Jan 23, 2026
Jan 23, 2026
How Advocates Became ‘Crime’s Silent Enablers’
These questions are uncomfortable. That is precisely why they deserve to be asked.
The Advocate as an Accelerator, Not a Brake
In theory, advocates exist to protect liberty and ensure fairness. In practice, many have become strategic consultants for wrongdoing — specialists in delay, dilution, and denial.
A criminal today does not fear punishment; he budgets for it. Bail becomes a procedural pit stop. Adjournments become a strategy. Technicalities become weapons. The advocate, fully aware of his client’s guilt, often does not ask whether justice will be served, only how long it can be postponed.
The criminal justice system increasingly resembles a game of chess where the guilty are grandmasters and victims are mere pawns — sacrificed early and forgotten quickly.
The metaphor is simple: if crime is a fire, the advocate often supplies the oxygen while claiming to manage the smoke.
Bail as a Signal, Not a Safeguard
Consider bail. Originally a humane safeguard, it has morphed into a psychological green signal. When repeat offenders walk out smiling within hours — sometimes days after heinous crimes — the message to society is unambiguous: the risk is manageable.
This phenomenon is not confined to criminal law. Corporate fraudsters, environmental violators, financial manipulators — all rely on elite legal teams to convert moral culpability into procedural ambiguity. The courtroom becomes less a forum for truth and more a theatre for technical gymnastics.
In business, we call this moral hazard — when protection from consequences incentivizes reckless behavior. The modern legal system has institutionalized moral hazard.
The King–Minister Model: Justice Without Theatre
Contrast this with older governance systems — the King–Minister model rooted in accountability, speed, and moral clarity.
Under systems inspired by thinkers like Chanakya, justice was not outsourced to adversarial cleverness. The king ruled, the minister advised, facts were investigated swiftly, and judgments were pronounced without theatrical delay.

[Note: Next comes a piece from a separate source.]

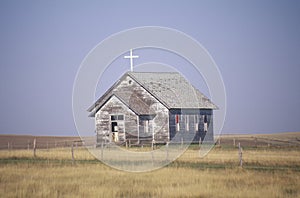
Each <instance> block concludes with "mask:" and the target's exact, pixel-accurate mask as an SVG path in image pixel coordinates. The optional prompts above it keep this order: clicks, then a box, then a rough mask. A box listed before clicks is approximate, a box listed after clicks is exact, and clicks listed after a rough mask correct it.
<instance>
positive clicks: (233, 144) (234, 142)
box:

In the Mauryan period under Chandragupta Maurya, crime rates were lower not because humans were morally superior, but because consequences were immediate, visible, and unavoidable. Justice was not a career — it was a sovereign duty.

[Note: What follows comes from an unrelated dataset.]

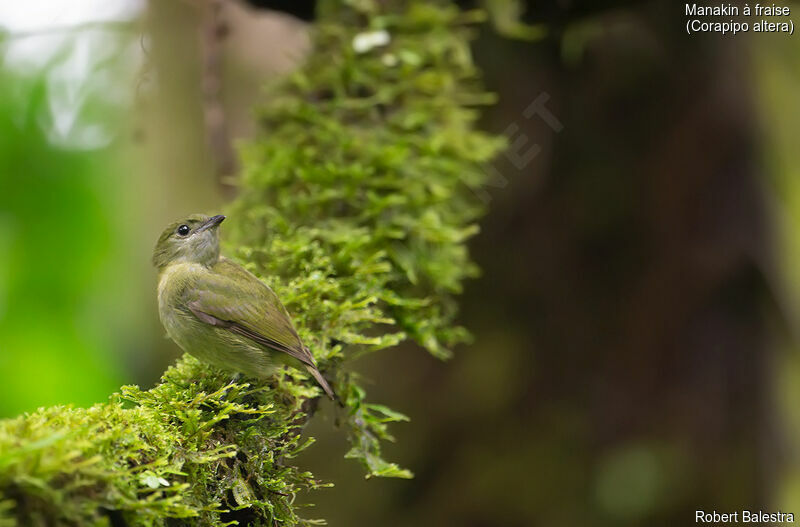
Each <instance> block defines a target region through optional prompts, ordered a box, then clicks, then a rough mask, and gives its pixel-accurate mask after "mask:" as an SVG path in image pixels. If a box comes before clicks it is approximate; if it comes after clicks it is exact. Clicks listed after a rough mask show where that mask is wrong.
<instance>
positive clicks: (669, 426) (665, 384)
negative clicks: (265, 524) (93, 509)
mask: <svg viewBox="0 0 800 527" xmlns="http://www.w3.org/2000/svg"><path fill="white" fill-rule="evenodd" d="M256 3H257V4H260V5H259V6H256V5H254V4H256ZM463 4H464V6H465V7H471V6H472V5H473V4H472V3H470V2H463ZM490 4H491V2H490ZM578 4H587V3H586V2H584V3H580V2H563V1H556V0H552V1H540V2H537V1H530V2H527V4H525V7H526V12H525V15H524V18H523V20H524V22H526V23H530V24H537V23H544V24H545V25H546V26H547V27H548V28H549V34H548V36H547V37H546V38H544V39H542V40H538V41H536V42H526V41H524V40H519V39H510V38H507V37H504V36H500V35H499V34H498V32H497V31H495V29H494V28H493V27H492V26H491V25H489V24H487V25H485V26H483V27H482V29H481V31H480V36H479V38H478V39H477V40H476V41H475V43H474V47H473V49H474V53H475V57H476V60H477V62H478V64H479V66H480V67H481V68H482V69H483V71H484V74H485V82H486V84H487V85H488V87H489V88H490V90H492V91H494V92H496V93H497V94H498V96H499V104H497V105H496V106H494V107H491V108H489V109H488V110H487V111H486V112H485V114H484V119H483V123H482V125H483V126H484V127H485V128H486V129H487V130H490V131H493V132H496V133H502V134H505V135H506V136H507V137H508V138H509V142H510V143H511V148H510V150H509V152H508V153H507V154H506V155H505V156H501V157H500V158H499V159H498V160H497V161H496V162H495V163H494V164H493V166H492V167H491V168H489V170H491V171H492V173H493V174H494V183H493V185H492V188H490V189H489V190H490V192H489V198H488V199H489V207H490V212H489V215H488V216H487V217H486V218H485V221H484V222H483V224H482V232H481V234H480V235H479V236H477V237H476V238H475V239H473V241H472V244H471V248H472V252H473V255H474V258H475V260H476V261H477V262H478V264H479V265H480V267H481V268H482V269H483V276H482V277H481V278H480V279H477V280H474V281H472V282H470V283H469V284H468V289H467V292H466V294H465V295H464V297H463V303H462V306H463V315H462V322H463V324H464V325H466V326H467V327H468V328H470V329H471V330H472V331H473V333H474V335H475V342H474V344H472V345H470V346H464V347H462V348H461V349H460V350H459V352H458V353H457V354H456V357H455V358H454V359H453V360H452V361H451V362H449V363H440V362H438V361H436V360H435V359H433V358H431V357H430V356H429V355H428V354H426V353H425V352H424V351H422V350H419V349H415V348H413V347H408V348H406V349H396V350H392V351H389V352H386V353H383V354H377V355H375V356H369V357H366V358H364V359H363V360H362V361H361V363H360V364H358V365H357V367H358V368H359V369H360V371H362V372H363V373H364V374H365V376H366V377H368V378H370V379H372V380H373V384H372V387H371V390H370V391H371V398H372V399H373V400H376V401H380V402H385V403H387V404H388V405H389V406H391V407H392V408H396V409H398V410H401V411H403V412H404V413H406V414H409V415H411V416H412V421H411V422H410V423H408V424H403V425H398V426H396V427H395V428H394V432H395V435H396V437H397V444H396V445H394V446H392V447H390V448H389V451H388V453H387V454H388V456H387V457H389V458H390V459H392V460H397V461H398V462H400V463H401V464H402V465H404V466H406V467H409V468H411V469H412V470H413V471H414V472H415V473H416V478H415V479H414V480H412V481H410V482H409V481H391V480H388V481H387V480H374V481H364V479H363V473H362V471H361V468H360V467H359V466H357V465H356V464H354V463H352V462H351V461H349V460H345V459H343V458H342V455H343V454H344V452H345V451H346V444H345V437H344V433H343V432H342V431H337V430H335V429H334V427H333V426H332V425H333V420H334V416H333V412H331V409H330V408H327V407H326V408H325V409H324V410H323V412H322V415H321V417H320V418H319V419H316V420H315V421H314V422H313V424H312V425H311V427H310V430H309V433H310V434H311V435H314V436H316V437H317V438H318V442H317V444H316V445H315V446H314V447H313V448H311V449H310V450H309V451H307V452H306V453H305V454H304V455H303V457H302V462H303V463H304V464H305V466H307V467H308V468H309V469H310V470H312V471H313V472H314V473H315V474H316V475H317V476H318V477H320V478H322V479H324V480H328V481H332V480H333V481H335V482H336V487H335V488H333V489H326V490H322V491H319V492H317V493H315V495H313V496H310V497H309V499H310V500H311V501H313V502H315V503H316V504H317V506H316V508H315V509H313V510H312V511H310V512H309V514H307V516H319V517H324V518H327V519H328V520H329V523H330V524H331V525H386V526H395V525H396V526H406V525H431V526H434V525H436V526H442V525H453V526H475V527H479V526H495V525H497V526H512V527H513V526H533V525H535V526H539V525H541V526H578V525H581V526H586V525H590V526H611V525H631V526H640V525H641V526H644V525H647V526H662V525H663V526H675V525H689V524H693V523H694V510H695V509H698V508H699V509H707V510H712V509H716V510H718V511H733V510H741V509H743V508H747V509H751V510H758V509H762V508H763V509H765V510H770V511H774V510H778V509H780V510H783V511H786V512H793V513H795V514H800V457H799V454H800V450H799V449H800V405H798V404H796V401H798V400H800V356H798V346H797V338H798V324H797V317H798V309H797V305H798V300H799V299H800V148H798V142H797V141H798V137H800V103H799V102H798V99H797V93H798V92H799V91H800V41H798V40H796V38H792V37H789V36H787V35H785V34H780V33H778V34H766V35H762V36H757V35H754V34H747V35H739V36H736V37H730V36H726V37H721V36H719V35H707V36H705V37H703V36H693V37H691V38H689V37H687V35H686V34H685V32H684V29H683V24H684V22H685V17H684V14H683V4H676V3H674V2H666V1H661V2H637V3H634V2H624V1H608V2H594V3H591V4H590V5H578ZM788 5H790V6H791V7H792V8H793V9H794V8H795V7H796V4H794V3H790V4H788ZM201 6H202V8H201ZM265 8H270V9H271V10H270V9H265ZM313 8H314V6H313V2H280V1H276V2H268V1H264V2H254V3H252V4H245V3H244V2H238V1H233V0H231V1H221V2H214V1H210V2H195V1H190V0H181V1H179V0H173V1H167V2H165V1H163V0H161V1H156V0H153V1H151V2H149V3H148V2H146V1H145V0H105V1H103V0H79V1H74V0H73V1H66V0H57V1H55V0H28V1H26V2H24V3H17V2H4V3H0V417H10V416H14V415H17V414H19V413H22V412H25V411H30V410H32V409H35V408H37V407H39V406H48V405H54V404H69V403H71V404H76V405H90V404H92V403H95V402H101V401H104V400H106V398H107V397H108V395H109V394H110V393H112V392H113V391H115V390H116V389H118V387H119V386H120V385H121V384H134V383H135V384H140V385H142V386H145V387H147V386H152V385H153V384H154V383H155V382H156V381H157V379H158V377H159V376H160V374H161V372H163V370H164V368H166V367H167V366H168V365H169V364H170V363H171V362H172V361H174V360H175V358H176V357H177V356H178V350H177V348H176V347H175V346H174V345H173V344H171V343H170V342H169V341H167V340H166V339H165V338H164V337H163V331H162V329H161V326H160V324H159V322H158V318H157V312H156V301H155V285H156V276H155V271H154V270H152V269H151V267H150V253H151V249H152V245H153V243H154V240H155V238H156V237H157V235H158V234H159V232H160V230H161V228H162V227H163V225H166V224H167V223H168V222H170V221H172V220H174V219H175V218H178V217H181V216H182V215H184V214H187V213H191V212H197V211H206V212H214V211H216V210H218V209H219V208H220V207H221V206H222V205H223V204H224V203H225V202H226V201H227V200H228V199H230V197H231V195H232V191H231V186H230V184H229V181H230V179H229V178H230V177H232V176H233V175H234V174H235V171H236V159H235V155H234V154H233V147H232V146H231V145H235V143H236V142H237V141H241V140H246V139H247V138H248V137H249V136H250V135H251V134H252V133H253V130H254V123H253V119H252V113H251V108H252V106H253V105H254V104H255V103H256V102H257V101H258V97H259V94H260V89H261V86H262V85H263V83H264V82H265V81H266V80H268V79H270V78H274V77H275V76H278V75H281V74H284V73H285V72H287V71H290V70H291V69H292V68H293V67H295V66H296V65H297V64H298V63H299V62H301V61H302V58H303V56H304V54H305V53H307V51H308V49H309V46H310V40H309V33H308V26H307V23H308V21H309V20H311V19H312V17H313ZM534 102H538V104H539V106H537V108H540V109H541V108H545V110H546V111H538V112H537V113H535V114H532V112H531V111H530V108H531V105H532V104H533V103H534ZM220 115H223V116H224V117H225V119H224V120H223V121H220V117H219V116H220ZM389 372H392V373H391V374H390V373H389ZM398 372H401V374H398Z"/></svg>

There were no endless appeals. No procedural labyrinths. No decades-long litigation where both victim and accused aged into irrelevance.
Justice then functioned like a surgeon’s knife — decisive, precise, and swift. Today, it resembles a committee meeting.

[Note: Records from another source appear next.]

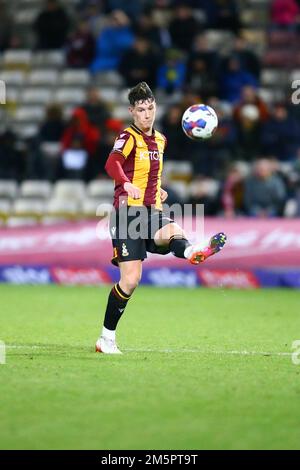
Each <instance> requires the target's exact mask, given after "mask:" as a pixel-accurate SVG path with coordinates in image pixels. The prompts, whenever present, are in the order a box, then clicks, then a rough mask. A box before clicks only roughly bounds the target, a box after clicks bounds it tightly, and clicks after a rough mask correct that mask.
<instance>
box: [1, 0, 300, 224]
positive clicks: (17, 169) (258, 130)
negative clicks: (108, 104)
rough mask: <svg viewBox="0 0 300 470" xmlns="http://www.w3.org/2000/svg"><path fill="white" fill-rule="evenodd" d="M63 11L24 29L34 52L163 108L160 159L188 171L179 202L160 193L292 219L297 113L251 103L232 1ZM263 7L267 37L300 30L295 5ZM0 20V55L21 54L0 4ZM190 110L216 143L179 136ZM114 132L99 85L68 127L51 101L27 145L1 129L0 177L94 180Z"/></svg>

Speed Is Not Cruelty; Delay is
A common rebuttal is that old systems were harsh and error-prone. This is a convenient myth. Delay is far more cruel than decisiveness.
When cases drag on for 10, 20, or 30 years, justice is denied to everyone — victims, accused, witnesses, and society itself. Evidence decays. Memories fade. Accountability dissolves.
A delayed acquittal is not justice. A delayed conviction is not deterrence. Both are institutional failures.
The advocate thrives in this delay economy. Time is his currency. Complexity is his moat.
Victims: The Forgotten Stakeholders
Modern legal discourse speaks endlessly about the rights of the accused and almost never about the rights of the victim. In older systems, justice was victim-centric. Resolution mattered more than rhetoric.
Today, victims become collateral damage — emotionally exhausted, financially drained, and morally disillusioned. Many withdraw, settle, or surrender. Not because truth is unclear, but because endurance is finite.
A system that rewards the stamina of the guilty over the suffering of the innocent is not a justice system. It is a bureaucratic ritual.
A Society ‘Without Advocates’? A Provocation Worth Considering
The idea of a society without advocates sounds radical only because we have normalized dependency on intermediaries. What if investigation, adjudication, and punishment were streamlined under accountable state officers? What if truth mattered more than technique?
Advocates would argue they protect against tyranny. Yet history shows that procedural excess often protects wrongdoing more effectively than it restrains power.
When cleverness replaces conscience, the law ceases to be a moral instrument and becomes a tactical one.
Final Thoughts: Justice Must ‘Terrify the Guilty’ Again
Crime does not fear morality. It fears certainty.
As long as advocates can convert guilt into gamesmanship, crime will flourish. As long as justice remains slow, fragmented, and negotiable, society will remain unsafe.
The old systems were not perfect — but they understood one timeless truth: justice delayed is disorder institutionalized.
Perhaps the real reform is not better laws, better courts, or more judges — but fewer excuses, fewer intermediaries, and far less tolerance for clever dishonesty masquerading as legal brilliance.
If that means questioning the very role of advocates, so be it.
Civilizations survive not by comforting their institutions, but by interrogating them. And justice, above all, must be interrogated without fear.